E L Emerson
Ask someone about “Blockchain” and the likely responses will vary from abject dumb-face, to tales of a Silk Road, Dark Web, Breaking Bad money laundering machine, and maybe even the more accurate description of something resembling a public ledger petri dish born of the open source community, and with it gaggles of cryptocurrency children, each claiming varying degrees of legitimacy and value.
But for most it’s just cryptic.
And efforts to rationalise the blockchain public ledger – where transactions are recorded and confirmed anonymously, shared between numerous parties, and once entered cannot be altered – and its original Bitcoin currency system is like trying to describe the Internet to someone you met on the street back in 1992.
Good luck with that!
Now, maybe we just don’t have the right words yet.
Back in the early 1990s the Internet was probably considered like some kind of fantastical global communications Skynet system with an imagined neural net-based global consciousness that could at any point release The Terminator.
But once the Skynet cleared, so to speak, and a common understanding prevailed, what was once a fledgling mainstream Internet resource would go on to fundamentally change how we communicate and distribute information globally, along with providing access to every funny cat video you never knew you needed to watch.
Some will draw similarities between the impact of the Internet and what is expected of Blockchain.
And you can hardly blame those who extend the Blockchain line forward and arrive at a world-altering conclusion.
Imagine the revised structures of a global society that no longer requires financial intermediaries (amongst others) to buy houses and cars, “purchase” goods from one another over great distances and settle contracts?
No middlemen.
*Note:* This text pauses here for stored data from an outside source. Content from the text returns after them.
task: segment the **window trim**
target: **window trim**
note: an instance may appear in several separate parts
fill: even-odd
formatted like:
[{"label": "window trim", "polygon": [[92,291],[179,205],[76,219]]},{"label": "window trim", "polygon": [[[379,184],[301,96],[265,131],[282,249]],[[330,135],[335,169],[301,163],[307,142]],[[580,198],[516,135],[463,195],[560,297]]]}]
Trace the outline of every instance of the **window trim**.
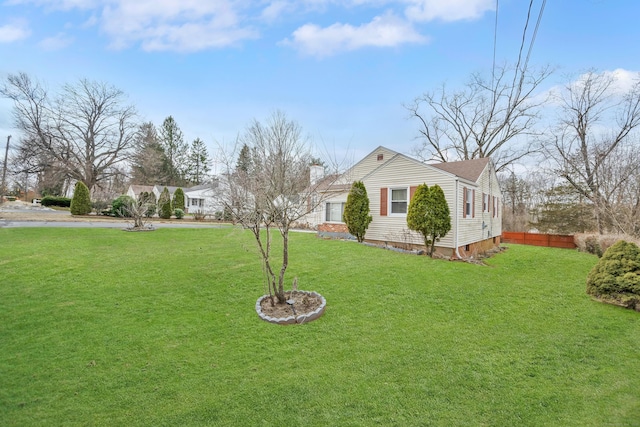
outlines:
[{"label": "window trim", "polygon": [[[328,218],[328,213],[329,211],[329,205],[337,205],[340,204],[340,221],[334,221],[334,220],[330,220]],[[342,221],[342,217],[344,215],[344,206],[345,206],[346,202],[341,202],[341,201],[333,201],[333,202],[325,202],[324,204],[324,222],[327,223],[332,223],[332,224],[344,224],[344,221]]]},{"label": "window trim", "polygon": [[[404,190],[405,191],[405,200],[393,200],[393,192],[394,191],[400,191],[400,190]],[[411,189],[410,187],[389,187],[389,203],[388,203],[388,215],[389,216],[407,216],[407,213],[409,212],[409,202],[410,202],[410,194],[411,194]],[[394,203],[406,203],[406,207],[405,207],[405,211],[404,212],[393,212],[393,204]]]},{"label": "window trim", "polygon": [[[476,216],[476,190],[470,187],[462,187],[462,218],[475,218]],[[467,206],[469,212],[467,213]]]},{"label": "window trim", "polygon": [[488,193],[482,193],[482,213],[491,212],[491,205],[489,202],[491,201],[491,196]]}]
No banks required. (First, we’ll kill all the lawyers.) No real discernible cash or coin used in transactions, and no real precious metal or other basis upon which the value of currency and exchanges operate.
Strange days indeed, eh?
But maybe a bit less different from today’s economies than you might imagine, particularly when you consider the evolution of money and its various forms into what is now essentially a series of digital blips and numbers in an ATM window.
As for the cryptocurrencies existing solely in digital format (no gold coins with a big “B” on them like in the pictures), we need to arrive at a new concept of “ownership.”
The tangible clinking of coins in your pockets, wads of bills and the once ubiquitous cheque cashing process will go the way of snail mail – used only sparingly, or perhaps retained like phonebooths; as reminders of a different time or even stalwarts in any cataclysmic shock to the crypto and communications systems of the future.
Seemingly socially influenced, the nearness of Blockchain transactions is very Internet 2.0, where separation is no longer an issue of degrees but channels where everyone is afforded a touchpoint.
Equally Blockchain is not housed in a single location, but rather it is managed by distributed nodes – each carrying a copy of the entire Blockchain, and each in turn synchronising their copies with other users, and in doing so ensure system fail safes through decentralisation.
In other words, your money is in everyone’s digital pockets at once, but you still own and control it.
That’s the power of the Blockchain. And we’re only now realising how it will fundamentally change the future.